Hot on the trail of cellulose-busting microbes.

It wasn’t exactly panning for gold, but a lesson in “bioprospecting,” as it’s called, had students scour the campus looking for something just as valuable: invisible forms of life that could one day be key in developing a sustainable alternative to oil.

“Instead of going out and looking for precious metals, we’re looking for precious microbes,” says John Greenler, director of education and outreach at the Great Lakes Bioenergy Research Center and lead instructor of the university’s first bioenergy course for freshmen, held this past fall semester.

“Out in the environment there are a lot of microorganisms that are really good at breaking down fibrous plant material,” Greenler notes—a vexing but essential step in producing biofuel.

“We’re hoping to figure out how those microbes do that and then utilize that process to make biofuels—essentially, capture energy for our transportation needs the same way the microbes capture energy as a source of food,” Greenler says.

“Bioenergy: Sustainability, Opportunities and Challenges” debuted as a First-Year Interest Group (FIG) program open to 20 freshmen, and it was snapped up quickly during registration. As the bioprospecting lab shows, the course was designed to have students work on real-world problems researchers face in a new and rapidly growing field.

That includes the frustrations.

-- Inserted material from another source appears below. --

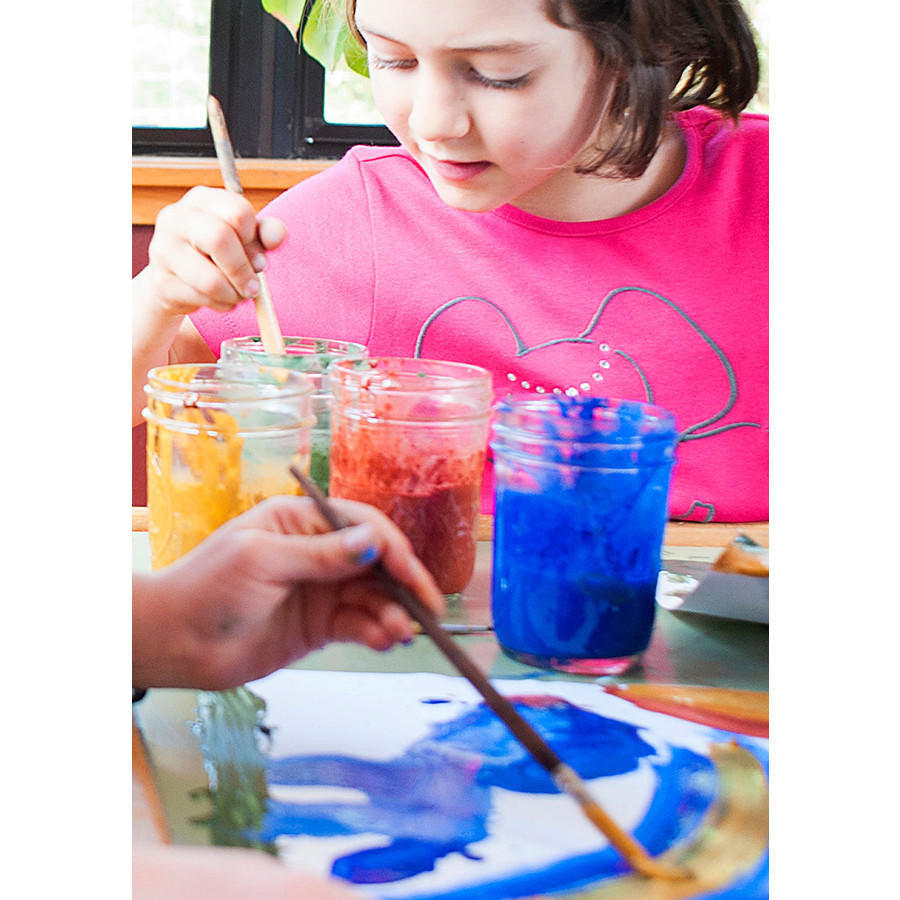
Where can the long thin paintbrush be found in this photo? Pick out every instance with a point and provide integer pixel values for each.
(269, 331)
(565, 778)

Student Michael Polkoff reports that the prospecting material chosen by his group—pond scum—came up negative for microbes that produce cellulose-busting enzymes.

“While the results are depressing for the work we put into this—especially going barefoot into a freezing, sludgy drainage pond—it’s part of doing scientific research,” says Polkoff. “Sometimes you get results, other times you don’t. More importantly, we learned how research is done.”

The course has galvanized Polkoff’s interest in bioenergy. “Before I took this class I was only a little curious with the concept of bioenergy,” he says. “Now I feel involved with bioenergy research and the possibility of using it to solve many environmental, political, and economic problems.”

The course is offered through a partnership between the Great Lakes Bioenergy Research Center and the Wisconsin Bioenergy Initiative. Students visit the UW campus labs of some of the nation’s foremost researchers, and one field trip took them to CALS’ Arlington Research Station to study bioenergy field plots.

The FIG program, which clusters three courses linked by a common theme—the bioenergy course was paired with introductory chemistry and environmental studies—targets low income, minority, “first in family to college students,” says Greenler. “Overall, about 30 percent of students in the FIG program are minorities.”